Chinese Premier Li Qiang made a sales pitch for multinational companies to invest in China’s economy, which has faced challenges due to protracted trading restrictions from the US. Nvidia, for example, has been repeatedly blocked from shipping its AI-focused GPUs to China.

Li Qiang expressed a cautious stance towards AI during his recent address. He poignantly remarked, “Human beings must control the machines instead of having the machines control us.” 

Emphasizing the need for responsible development, he added, “AI must be guided in a direction that is conducive to the progress of humanity, so there should be a redline in AI development — a red line that must not be crossed.”

Li Qiang outlined a five-point plan to improve economic cooperation between China and the West. 

He emphasized the need for greater macroeconomic coordination, unhindered supply chains centered around China, increased collaboration on environmental goals and enhanced technological cooperation. 

While he didn’t mention the US directly, he repeatedly alluded in a negative fashion to unspecified nations, symbolically referring to the US. 

Li aimed to reassure global investors who had grown wary of China due to its economic slowdown and increased government intervention. He emphasized that investing in the Chinese market was an opportunity, not a risk, and stated that the Communist Party welcomed foreign investors.
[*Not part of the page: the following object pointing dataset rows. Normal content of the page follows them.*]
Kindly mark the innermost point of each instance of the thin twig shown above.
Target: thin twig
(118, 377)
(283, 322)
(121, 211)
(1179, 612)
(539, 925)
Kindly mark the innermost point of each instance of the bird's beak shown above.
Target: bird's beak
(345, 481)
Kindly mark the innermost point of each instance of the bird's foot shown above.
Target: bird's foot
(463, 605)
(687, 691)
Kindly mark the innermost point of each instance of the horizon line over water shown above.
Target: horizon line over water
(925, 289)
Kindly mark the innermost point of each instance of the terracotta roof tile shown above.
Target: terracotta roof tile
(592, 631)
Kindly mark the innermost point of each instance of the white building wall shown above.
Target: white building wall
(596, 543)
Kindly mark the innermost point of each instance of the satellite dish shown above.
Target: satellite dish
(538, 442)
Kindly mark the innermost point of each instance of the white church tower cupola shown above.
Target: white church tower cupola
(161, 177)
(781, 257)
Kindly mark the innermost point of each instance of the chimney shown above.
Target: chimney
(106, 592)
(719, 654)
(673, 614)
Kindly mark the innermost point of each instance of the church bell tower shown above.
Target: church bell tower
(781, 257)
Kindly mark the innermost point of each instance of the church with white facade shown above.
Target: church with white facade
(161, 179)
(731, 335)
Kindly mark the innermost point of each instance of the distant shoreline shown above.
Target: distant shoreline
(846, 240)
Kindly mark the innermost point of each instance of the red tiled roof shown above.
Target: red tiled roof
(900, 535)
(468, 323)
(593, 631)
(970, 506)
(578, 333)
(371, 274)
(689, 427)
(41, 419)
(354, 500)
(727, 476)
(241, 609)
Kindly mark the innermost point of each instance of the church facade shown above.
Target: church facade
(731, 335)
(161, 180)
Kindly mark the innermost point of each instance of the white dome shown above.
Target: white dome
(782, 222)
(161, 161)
Following Li’s pitch, Ursula von der Leyen’s speech in Davos centered on democracy and Western values. She mentioned democracy and freedom multiple times, portraying Europe as a global leader in addressing global challenges and emphasizing the importance of collaboration.

However, divisions among world leaders were evident, as many members of the US delegation had already left prior to China’s talks, again showing the symbological loggerheads we’ve become accustomed to. 

Rising concerns over AI in election campaigns

Alexandra Reeve Givens, CEO of the Center for Democracy and Technology, expressed concerns about using AI in elections, citing past situations where technology was used to influence voting behavior.

That, in itself, is no new concept. The point is, however, that AI brings unprecedented realism to fake propaganda and helps scale questionable tactics like robo-calling

“In previous election cycles, we’ve seen robocalls. We’ve seen automated text message campaigns that are sending incorrect information to voters about their voting location, about whether or not their poll is open or targeted, manipulated messages that are designed to influence their behavior,” Givens noted. 

She argued how generative AI will exacerbate these issues: “Generative AI makes it easier to target that. […] it’s easier than ever to come up with those tailored, personalized messages.”

Tech companies defended their ability to act on deep fakes. OpenAI CEO Sam Altman referred to recent strategies his company set out ahead of the US election, and Matthew Brittin, president of EMEA Business & Operations for Google, spoke about the potential of large language models (LLMs) to fight misinformation. 

“We want to be in a position where anything that’s produced by our generative AI can be watermarked so invisibly, even if a snippet of a video or a piece of an image is used, that it will be detectable automatically,” Brittin explained, referring to SynthID, a Google DeepMind tool embedding digital watermarks in AI-generated content.

To date, there’s little evidence these techniques work effectively at scale. For instance, a paper published by researchers from the University of California in October concluded that “All invisible watermarks are vulnerable.”

Moreover, even if commercial AI image generators like DALL-E employ an effective watermark, companies are not generally obligated to do so.

There’s another side to this, too, as adding AI watermarks into authentic images means bad actors can discredit real images as fake, termed “liar’s dividend.”

AI will continue to feature heavily in political discourse this year.